Movies, Books, Politicians the Water Bottle is Under Siege

April 26, 2010 by Mark Currey
Filed under: Uncategorized 

Take a plastic water bottle to your own demise; the wave of popular perspective is turning against you. From big rating documentaries, to papers and political campaigns, the hot debate in our lives is the horror that is bottled water and the waste its industry forces.

The processing, transportation and disposal of water in petrochemical plastic bottles requires tremendous use of water along with energy, and pumps out huge quantities of greenhouse gases and waste.

Director of the recent documentary ‘Tapped: get off the bottle’ Stephanie Soechtig claims “1500 water bottles end up in landfill every second – that’s 30 million water bottles a day! We wanted to show people just how much waste is generated by bottled water.” The Tapped crew are publicizing the movie with their across-America roadshow, asking donations from citizens to reduce their water bottle numbers and swapping their discarded plastic water bottle for a reusable stainless steel bottle. Download Tapped from Amazon or iTunes.

Another such film ‘The Story of Bottled Water’ was released on World Water Day in March. Created by Annie Leonard of the critically acclaimed ‘The Story of Stuff’, this short animation displays the process that is used to conning Americans into purchasing around five hundred million bottles of water a week, despite the option of a few cents cost for tapwater. Find her film on You Tube.
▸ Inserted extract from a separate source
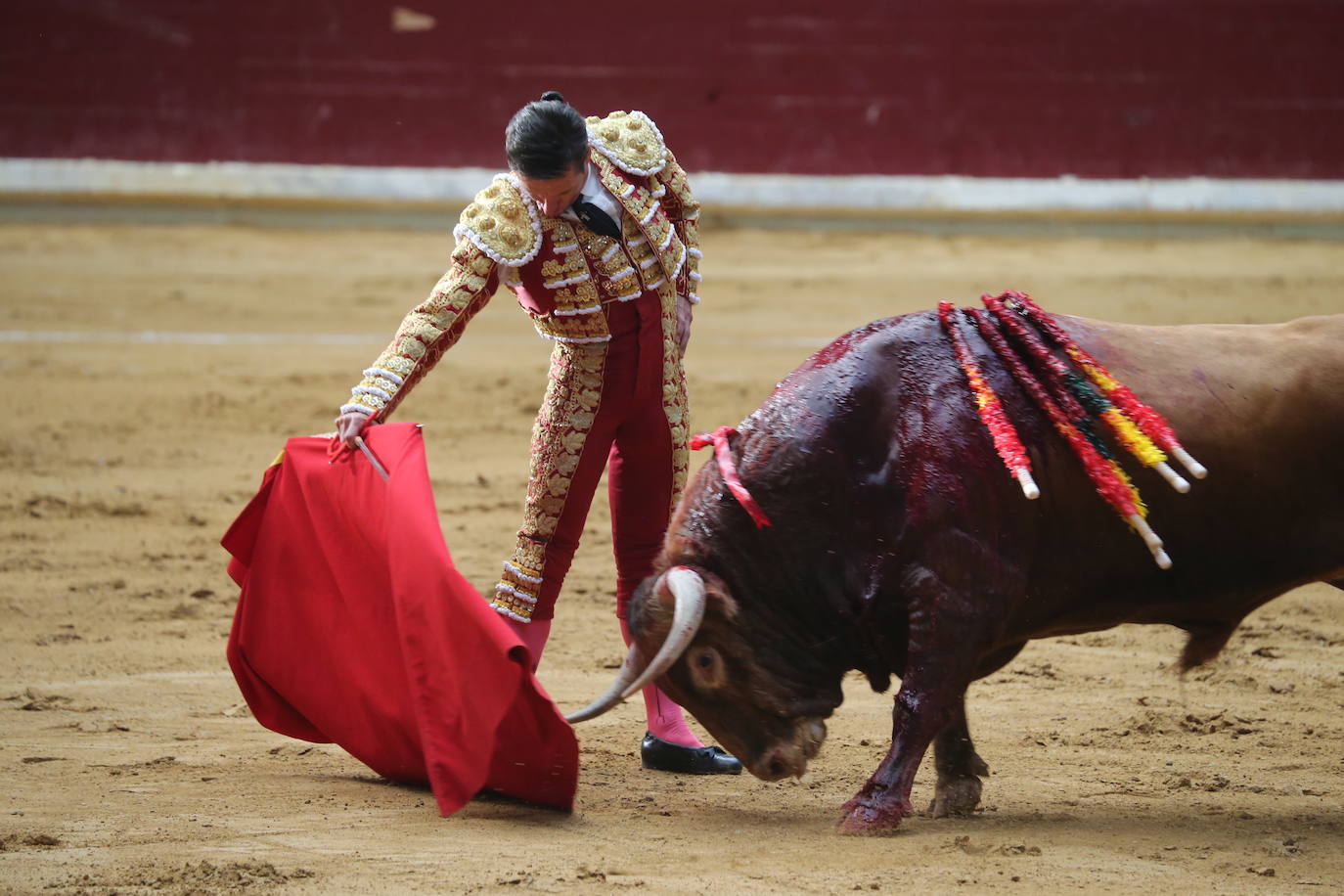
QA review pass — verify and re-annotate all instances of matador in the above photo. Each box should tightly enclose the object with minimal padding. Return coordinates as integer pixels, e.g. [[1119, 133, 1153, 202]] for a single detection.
[[337, 93, 740, 774]]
In her book ‘Bottlemania’, investigator Elizabeth Royte demonstrates one of the biggest marketing takeovers of our century and gives a powerful environmental alarm bell. She investigates the situations we must come to answer to. Who has ownership of the drinking water? What happens when a bottled-water factory holds your town’s water source? Is the water coming out of the tap wholly safe? What is really the environmental price of producing, transporting and disposing of one plastic water bottle?

Politicians around the world are beginning to understand that they have to take action – particularly when the institutions at which they debate are major consumers of bottled water. How often do we witness a politician at a meeting drinking from a water bottle. Why can’t they might find a water glass in Parliament House.
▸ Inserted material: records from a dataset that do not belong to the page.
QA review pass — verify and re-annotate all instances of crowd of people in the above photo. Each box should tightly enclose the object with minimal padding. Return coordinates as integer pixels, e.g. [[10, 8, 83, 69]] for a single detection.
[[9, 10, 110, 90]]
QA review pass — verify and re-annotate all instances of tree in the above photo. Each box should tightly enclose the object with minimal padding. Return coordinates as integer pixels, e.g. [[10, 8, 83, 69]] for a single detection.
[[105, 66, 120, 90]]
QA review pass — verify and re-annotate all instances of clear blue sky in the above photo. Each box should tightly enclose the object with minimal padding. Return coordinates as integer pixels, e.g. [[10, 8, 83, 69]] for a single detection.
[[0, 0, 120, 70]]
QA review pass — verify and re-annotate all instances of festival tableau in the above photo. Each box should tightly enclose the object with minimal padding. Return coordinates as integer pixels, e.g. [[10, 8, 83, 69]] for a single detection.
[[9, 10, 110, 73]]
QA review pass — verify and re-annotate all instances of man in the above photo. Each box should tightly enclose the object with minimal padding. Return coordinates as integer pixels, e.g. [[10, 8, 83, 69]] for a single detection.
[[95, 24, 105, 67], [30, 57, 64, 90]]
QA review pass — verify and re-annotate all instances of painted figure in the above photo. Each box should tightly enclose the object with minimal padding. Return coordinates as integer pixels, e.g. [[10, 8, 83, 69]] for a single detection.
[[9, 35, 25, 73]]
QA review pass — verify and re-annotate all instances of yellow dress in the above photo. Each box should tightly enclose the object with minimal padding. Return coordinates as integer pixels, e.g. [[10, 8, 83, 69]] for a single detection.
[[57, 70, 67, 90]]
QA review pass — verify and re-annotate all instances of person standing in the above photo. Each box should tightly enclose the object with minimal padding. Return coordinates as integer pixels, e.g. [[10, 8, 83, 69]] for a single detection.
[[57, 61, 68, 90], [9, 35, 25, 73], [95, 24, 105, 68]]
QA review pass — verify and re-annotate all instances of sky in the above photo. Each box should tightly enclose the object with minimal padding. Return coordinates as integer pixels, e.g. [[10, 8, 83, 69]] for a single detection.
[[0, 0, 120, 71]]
Leslie Samuelrich of Corporate Accountability International, held that “Cities and states are spending hundreds of millions of taxpayer dollars on bottled water, and that’s not to mention what’s spent to deal with all the plastic bottles that are thrown out.”

In July 2009, the NSW rural town of Bundanoon became the first community of Australia to stop the retail of bottled water. Some 60 towns in the US and a handful of cities in Canada and the UK have recently prevented spending taxpayer funds on bottled water.

No doubt these problems will be debated at World Water Week 2010 from September 5 to 11 in Stockholm, Sweden, the annual meeting for the globe’s most time-sensitive water-related events.